← All Stories

Running from the Bear

runningpadelbear

Marc discovered his wife was leaving him through her Instagram stories. There she was on a padel court in Mallorca, grinning in a white minidress, arm draped around some man with better abs and fewer responsibilities. She'd tagged him #newbeginnings.

For three weeks, he'd been running. Not the metaphorical kind—the literal kind, pounding pavement at 5 AM while the city slept, his lungs burning, knees aching. Thirty-nine years old and suddenly nothing to come home to except a half-empty closet and a jar of premium olives she'd forgotten.

The gym was his sanctuary, and padel became his obsession. He booked courts at odd hours, playing with strangers who didn't know his marriage had imploded. There was something satisfying about the glass walls—the way they contained the chaos, reflected his distorted self back at him. The thwack of the ball, the squeak of rubber, the forced smiles with partners who'd ask "You okay, man?" and he'd say "Fine," until fine became a weight he had to bear alone.

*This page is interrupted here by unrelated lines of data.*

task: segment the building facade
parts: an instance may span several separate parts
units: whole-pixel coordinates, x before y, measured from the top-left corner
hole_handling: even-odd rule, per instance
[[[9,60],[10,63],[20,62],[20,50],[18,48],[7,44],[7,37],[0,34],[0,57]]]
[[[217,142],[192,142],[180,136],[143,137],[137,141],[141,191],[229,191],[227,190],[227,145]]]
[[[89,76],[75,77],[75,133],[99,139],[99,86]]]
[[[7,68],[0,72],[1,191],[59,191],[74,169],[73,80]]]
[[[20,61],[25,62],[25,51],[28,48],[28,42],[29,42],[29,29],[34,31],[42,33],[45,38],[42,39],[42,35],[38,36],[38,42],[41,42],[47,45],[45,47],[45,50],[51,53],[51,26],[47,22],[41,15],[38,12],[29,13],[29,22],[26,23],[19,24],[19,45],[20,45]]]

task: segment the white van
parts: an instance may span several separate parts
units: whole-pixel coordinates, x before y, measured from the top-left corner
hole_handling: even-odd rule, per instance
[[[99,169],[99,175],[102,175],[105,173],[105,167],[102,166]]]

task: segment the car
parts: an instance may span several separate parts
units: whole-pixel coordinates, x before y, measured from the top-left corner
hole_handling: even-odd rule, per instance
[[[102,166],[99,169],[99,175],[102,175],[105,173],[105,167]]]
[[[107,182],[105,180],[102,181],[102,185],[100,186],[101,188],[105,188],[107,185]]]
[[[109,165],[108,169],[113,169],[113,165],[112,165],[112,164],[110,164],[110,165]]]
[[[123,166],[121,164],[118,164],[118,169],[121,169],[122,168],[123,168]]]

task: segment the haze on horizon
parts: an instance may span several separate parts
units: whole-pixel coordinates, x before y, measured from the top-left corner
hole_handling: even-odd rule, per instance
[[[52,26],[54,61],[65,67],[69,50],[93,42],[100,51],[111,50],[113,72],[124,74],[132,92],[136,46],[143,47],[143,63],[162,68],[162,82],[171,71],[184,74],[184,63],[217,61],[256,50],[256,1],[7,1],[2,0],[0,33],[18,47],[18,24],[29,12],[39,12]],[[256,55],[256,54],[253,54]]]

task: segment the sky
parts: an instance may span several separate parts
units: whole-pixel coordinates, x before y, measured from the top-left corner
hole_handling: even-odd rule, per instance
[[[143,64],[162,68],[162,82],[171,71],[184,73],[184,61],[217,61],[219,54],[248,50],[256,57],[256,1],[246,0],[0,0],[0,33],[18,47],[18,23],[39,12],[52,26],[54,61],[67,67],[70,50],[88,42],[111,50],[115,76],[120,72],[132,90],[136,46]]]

His sister called it "mid-life crisis behavior." His therapist suggested "healthy coping mechanisms." But the truth lived somewhere between the punch of the ball and the burn in his calves, between the nights he drank whiskey staring at wedding photos and the mornings he woke without hangovers, without her.

The bear showed up on a Tuesday, dawn just breaking, Marc's third mile in, sweat stinging his eyes. A black bear, ambling across the trail like it owned the place. Marc stopped running. Stood still, heart hammering, somehow more terrified than he'd been when Elena packed her bags.

The bear regarded him with mild interest, then continued on its way, ignoring him completely.

Later, padel racket in hand, watching some investment banker launch a serve into the net, Marc understood. You can run all you want, but eventually you have to stop. Eventually you have to bear witness to your own life, pick up the racket, and play the damn point.

He texted Elena: Hope Mallorca is beautiful. No response. But that was okay. Some games, you learn, aren't about winning.